Packet type 3 is messages encrypted to a passphrase.
The actual ciphertext of a message is 9 or 18 for old style or new style,
and I separated out the messages to a single public key versus messages to multiple public keys.
Now, there are two that are just kind of weird.
These are the packet types you'd expect to see after you decrypted a message.
These are plain text packets.
There are actually a small number of messages that look like OpenPGP data.
They've got the whole begin PGP message ticker and their base 64, but they're actually just plain text sitting in plain sight.
And if we look at packet type 8, this is what we get.
It really is just compressed plain text data.
Unfortunately, it's also nonsense.
I don't know if there's a code there or not.
I didn't spend a whole lot of time on it after I looked at it.
I ran Organizing Bizarre Sabbatical.
It probably came out of some Markov generator somewhere, so I kind of moved on.
And what I moved on to was messages that were sent to public keys.
Now, it's super obvious to do analysis based on the public key that's in the message.
I promise you it gets a little bit more complicated later, but let's look at the key IDs.
Honestly, they're a pretty powerful segmenting tool.
I wanted to illustrate a couple of examples where key IDs can tell us more.
There was one key ID, and I've anonymized most of the specific data in this because
de-anonymizing people kind of isn't cool.
So there was one key ID that messaged very reliably through a NIMS serve, except for
two messages sent through Easy News.
And if you track down that very unique Easy News gateway and the user agent, well, we
find out that person also sent messages to another key ID, and we can start making inferences
across multiple types of metadata.
Now, I mentioned that I separated out the messages that were sent to multiple public
keys versus the ones sent to a single one.
If a message was sent to a single key, we don't know too much about it, especially because
they usually throw the key ID, so it's just all zeros.
But if a message is sent to more than one key, then we can draw communication graphs.
Now, it's not a strict communication graph in the sense that a message was sent from
Alice to Bob.
Technically, it's that Alice and Bob received the same message.
But in most situations, people will encrypt a message to themselves so they can read their
own sent mail.
So this was about the same ‑‑ I started drawing these pictures about the same time
as the Prism scandal started breaking, so I was feeling really uncomfortable that this
is probably what the NSA is doing to me and my friends.
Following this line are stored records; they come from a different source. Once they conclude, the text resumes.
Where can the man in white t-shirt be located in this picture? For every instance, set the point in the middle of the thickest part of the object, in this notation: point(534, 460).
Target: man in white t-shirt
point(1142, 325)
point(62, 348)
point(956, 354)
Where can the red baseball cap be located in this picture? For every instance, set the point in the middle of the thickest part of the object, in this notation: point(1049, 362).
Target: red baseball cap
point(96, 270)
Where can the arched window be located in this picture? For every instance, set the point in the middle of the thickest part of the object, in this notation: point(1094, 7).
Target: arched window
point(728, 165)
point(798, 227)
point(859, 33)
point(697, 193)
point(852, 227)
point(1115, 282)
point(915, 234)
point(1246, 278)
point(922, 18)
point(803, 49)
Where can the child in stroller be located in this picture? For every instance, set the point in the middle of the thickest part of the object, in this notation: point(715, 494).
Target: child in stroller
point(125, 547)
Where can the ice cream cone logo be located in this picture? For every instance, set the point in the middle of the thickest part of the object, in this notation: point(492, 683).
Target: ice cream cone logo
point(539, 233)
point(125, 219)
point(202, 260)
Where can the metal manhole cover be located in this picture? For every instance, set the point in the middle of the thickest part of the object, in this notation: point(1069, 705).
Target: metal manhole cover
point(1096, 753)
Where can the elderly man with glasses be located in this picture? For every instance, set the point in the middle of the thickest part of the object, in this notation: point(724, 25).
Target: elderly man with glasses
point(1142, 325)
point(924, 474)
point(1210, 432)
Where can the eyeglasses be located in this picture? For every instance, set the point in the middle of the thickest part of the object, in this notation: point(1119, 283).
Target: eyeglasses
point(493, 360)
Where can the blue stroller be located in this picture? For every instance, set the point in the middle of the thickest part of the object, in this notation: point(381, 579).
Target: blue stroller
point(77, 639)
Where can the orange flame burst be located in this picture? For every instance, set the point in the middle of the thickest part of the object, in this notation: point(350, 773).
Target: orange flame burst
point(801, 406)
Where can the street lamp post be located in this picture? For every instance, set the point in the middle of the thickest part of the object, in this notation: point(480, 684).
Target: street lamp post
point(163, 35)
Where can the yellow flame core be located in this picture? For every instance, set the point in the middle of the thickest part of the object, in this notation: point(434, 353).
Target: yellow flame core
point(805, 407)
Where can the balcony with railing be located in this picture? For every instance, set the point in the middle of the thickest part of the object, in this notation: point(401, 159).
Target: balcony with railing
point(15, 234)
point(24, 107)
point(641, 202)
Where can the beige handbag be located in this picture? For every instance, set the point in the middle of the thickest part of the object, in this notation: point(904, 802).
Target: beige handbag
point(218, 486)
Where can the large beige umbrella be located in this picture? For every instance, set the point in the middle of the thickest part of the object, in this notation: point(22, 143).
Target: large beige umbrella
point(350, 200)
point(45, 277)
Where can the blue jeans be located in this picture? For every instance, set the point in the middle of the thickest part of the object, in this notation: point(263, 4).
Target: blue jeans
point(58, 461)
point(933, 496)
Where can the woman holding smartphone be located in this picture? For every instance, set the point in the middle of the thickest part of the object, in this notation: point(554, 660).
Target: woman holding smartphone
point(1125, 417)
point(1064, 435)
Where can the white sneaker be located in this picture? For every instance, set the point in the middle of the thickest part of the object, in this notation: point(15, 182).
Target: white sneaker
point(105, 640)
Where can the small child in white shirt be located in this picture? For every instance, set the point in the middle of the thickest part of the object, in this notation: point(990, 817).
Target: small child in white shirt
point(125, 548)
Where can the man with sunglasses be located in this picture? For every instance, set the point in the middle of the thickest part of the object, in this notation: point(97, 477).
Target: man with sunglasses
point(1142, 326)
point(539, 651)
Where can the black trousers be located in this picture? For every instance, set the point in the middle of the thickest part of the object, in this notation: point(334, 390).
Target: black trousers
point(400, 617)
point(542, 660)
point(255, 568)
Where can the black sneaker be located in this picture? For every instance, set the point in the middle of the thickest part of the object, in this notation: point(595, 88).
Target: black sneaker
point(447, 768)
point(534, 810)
But nonetheless, quick reference, green means that I was able to get the public key off
of a key server.
A circle means that a key received messages to it individually as well as to, like, it
and multiple other people.
And then the size of the circle and the width of the line is how many messages they received.
So there's this very nice symmetrical five‑person graph, and we've got these much larger communication
networks here, and a real big one here, and we've got a couple of interesting graphs with
central communication points.
You can kind of infer from that what you want.
And then we've got a couple of more interesting networks, and I think these are interesting
because they imply that not everybody knows everybody else.
This graph and the next one may really be a model of actual Internet where people will
e‑mail people in a complex interconnected but not fully connected way.
This is a fairly low‑volume network, and this one has quite a few higher‑volume folks
participating.
And then there's, like, the rest, the simple two‑person communications going on.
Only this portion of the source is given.